What are the symptoms?
Psoriasis appears as raised red patches of skin which can look either scaly or shiny. Common sites for the scaly type are elbows, knees, scalp and back whereas the shiny type usually manifests where two skin surfaces meet, eg in skin folds such as the groin and beneath the breasts.
Psoriasis can vary from a small affected patch of skin to a large, serious eruption. Minor psoriatic patches usually recover spontaneously or with little treatment, however severe forms require more intensive medical care.
When a psoriatic rash is obvious it is understandable that the sufferer may feel uncomfortable in company and may experience depressive bouts or in extreme cases, may withdraw from society.
Who does it affect?
Psoriasis affects both sexes equally. It may appear for the first time at any age, although it is more likely to appear between the ages of 11 and 45.
What triggers psoriasis?
Certain genes have been identified as being linked to psoriasis. It appears, however, that a genetic tendency needs to be triggered off by such things as injury, throat infection, certain drugs and physical and emotional stress. Research is under way into all aspects of the causes of psoriasis.
Factors which aggravate psoriasis are alcohol consumption, stress, toxic bowel, impaired liver function, nutritional factors and incomplete break down of proteins.
What are the different types of psoriasis?
Plaque psoriasis: the most commonly seen patches are called plaques. They especially affect the back of the elbows and the front of the knees and the back.

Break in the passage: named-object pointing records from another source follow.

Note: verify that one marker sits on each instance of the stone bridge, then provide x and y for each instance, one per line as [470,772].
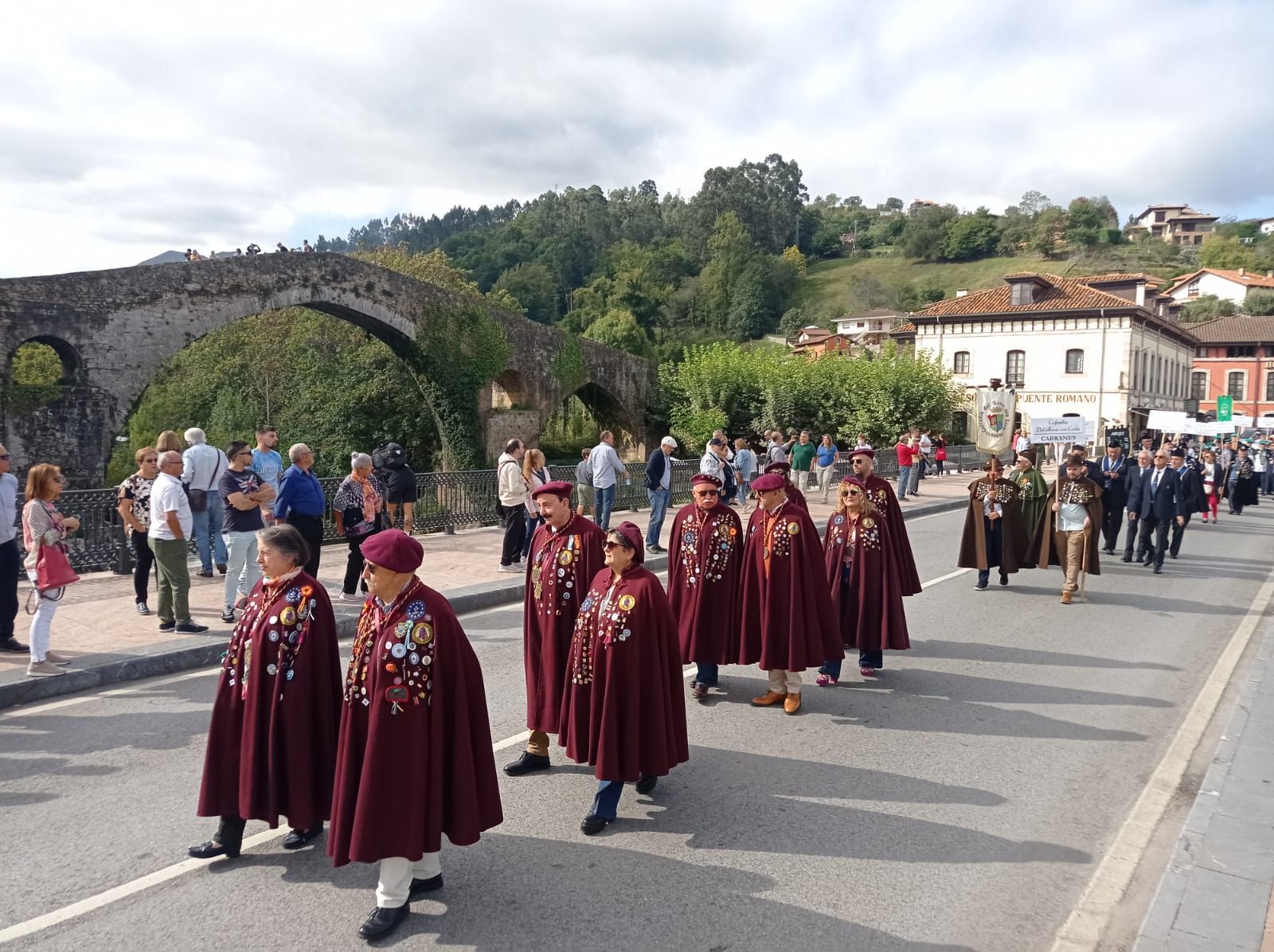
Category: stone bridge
[114,330]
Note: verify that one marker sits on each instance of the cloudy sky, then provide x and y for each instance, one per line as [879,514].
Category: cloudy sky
[129,129]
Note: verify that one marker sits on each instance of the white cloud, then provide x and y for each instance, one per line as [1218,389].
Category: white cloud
[127,129]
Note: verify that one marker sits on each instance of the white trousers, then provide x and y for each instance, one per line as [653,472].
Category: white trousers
[784,681]
[42,622]
[397,875]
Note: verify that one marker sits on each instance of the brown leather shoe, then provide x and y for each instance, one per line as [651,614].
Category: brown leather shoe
[768,699]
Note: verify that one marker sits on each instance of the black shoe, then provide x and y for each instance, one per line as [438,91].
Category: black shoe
[422,886]
[210,849]
[526,764]
[592,825]
[382,922]
[296,839]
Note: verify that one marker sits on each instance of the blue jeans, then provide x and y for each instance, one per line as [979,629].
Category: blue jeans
[658,507]
[605,503]
[208,533]
[904,478]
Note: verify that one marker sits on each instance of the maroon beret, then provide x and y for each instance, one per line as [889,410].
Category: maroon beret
[771,480]
[560,489]
[634,536]
[394,550]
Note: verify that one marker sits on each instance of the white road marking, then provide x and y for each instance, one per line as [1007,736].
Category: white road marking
[188,866]
[1083,930]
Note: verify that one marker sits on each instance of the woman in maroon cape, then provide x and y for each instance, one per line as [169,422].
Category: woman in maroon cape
[623,712]
[706,555]
[414,759]
[787,618]
[272,743]
[863,583]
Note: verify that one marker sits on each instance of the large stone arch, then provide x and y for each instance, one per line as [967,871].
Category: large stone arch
[123,325]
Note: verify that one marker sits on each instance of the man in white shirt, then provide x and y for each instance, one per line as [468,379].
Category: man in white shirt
[605,470]
[171,522]
[204,466]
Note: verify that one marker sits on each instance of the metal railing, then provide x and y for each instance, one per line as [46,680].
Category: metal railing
[445,501]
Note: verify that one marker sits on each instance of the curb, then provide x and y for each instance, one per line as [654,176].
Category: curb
[178,657]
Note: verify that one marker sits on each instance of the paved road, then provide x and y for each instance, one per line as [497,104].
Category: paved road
[959,802]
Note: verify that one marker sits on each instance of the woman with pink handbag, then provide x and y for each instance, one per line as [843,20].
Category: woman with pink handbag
[44,533]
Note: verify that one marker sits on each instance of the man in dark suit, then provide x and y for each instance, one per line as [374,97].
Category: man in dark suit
[1114,484]
[1191,493]
[1156,501]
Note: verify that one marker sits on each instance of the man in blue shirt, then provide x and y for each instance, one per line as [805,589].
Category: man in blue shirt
[301,503]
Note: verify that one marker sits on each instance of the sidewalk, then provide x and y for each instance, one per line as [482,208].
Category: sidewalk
[99,628]
[1217,890]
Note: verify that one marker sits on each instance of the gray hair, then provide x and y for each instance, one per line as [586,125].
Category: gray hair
[287,541]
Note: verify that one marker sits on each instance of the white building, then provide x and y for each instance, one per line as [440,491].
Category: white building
[1233,285]
[1102,348]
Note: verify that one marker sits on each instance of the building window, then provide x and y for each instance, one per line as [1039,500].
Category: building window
[1199,384]
[1016,368]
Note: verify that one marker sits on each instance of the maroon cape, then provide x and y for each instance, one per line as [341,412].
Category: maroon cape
[900,546]
[787,618]
[623,711]
[409,771]
[558,572]
[706,555]
[272,746]
[870,605]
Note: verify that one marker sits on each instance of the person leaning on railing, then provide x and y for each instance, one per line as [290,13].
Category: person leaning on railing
[135,510]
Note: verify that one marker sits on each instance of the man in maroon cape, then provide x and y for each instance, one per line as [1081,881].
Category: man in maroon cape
[887,505]
[566,552]
[706,552]
[787,618]
[864,587]
[272,743]
[622,711]
[794,495]
[414,759]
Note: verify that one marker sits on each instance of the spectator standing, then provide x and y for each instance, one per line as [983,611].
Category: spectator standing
[511,491]
[357,510]
[134,508]
[534,475]
[584,482]
[905,460]
[301,503]
[44,527]
[607,469]
[245,494]
[10,559]
[745,465]
[827,457]
[268,465]
[659,490]
[803,461]
[204,466]
[169,533]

Guttate psoriasis is many small patches of psoriasis, all over the body, and often happens after a throat infection.
Flexural psoriasis causes red, shiny areas in skin folds eg under breasts, between buttocks etc.
Pustular psoriasis appears as smaller, circular patches filled with pus appearing on the palms of the hands and soles of the feet. This can sometimes cause a fever which may require antibiotic treatment.
Scalp psoriasis. Scaling and flakes of the scalp, often particularly affecting the hair margins.
A serious, but rare, complication of psoriasis is erythroderma, where large areas of the skin become hot, red, and dry. This is one of the few emergencies involving skin conditions. If you suffer from this your doctor will admit you to hospital.
Sometimes parts of the body other than the skin can be affected. Approximately 10% of sufferers develop psoriatic arthritis which inflames usually one joint, such as the tips of fingers or toes. Nail thickening (nail dystrophy) or eye inflammation (uveitis) can also be attributed to psoriasis. One or more of your finger or toe nails may develop little pits as on a thimble, or may become generally more opaque and thickened.
How can it be treated?
In the first instance visit your GP for a diagnosis. S/he may refer you to a dermatologist or for a course of ultra violet light therapy which achieves significant success in treating psoriasis. For more information on UV therapy visit the Psoriasis Association or the British Photodermatology Group.
An alternative treatment is the use of 'biologics', medications derived from living sources unlike regular drugs which are created using chemicals. Examples of biologics are vaccines and insulin. Recently biologics have begun to emerge as potentially promising new treatment options. Visit the Psoriasis Association for more information.
Other sufferers seek relief from practitioners of complementary medicines such as Chinese herbalists.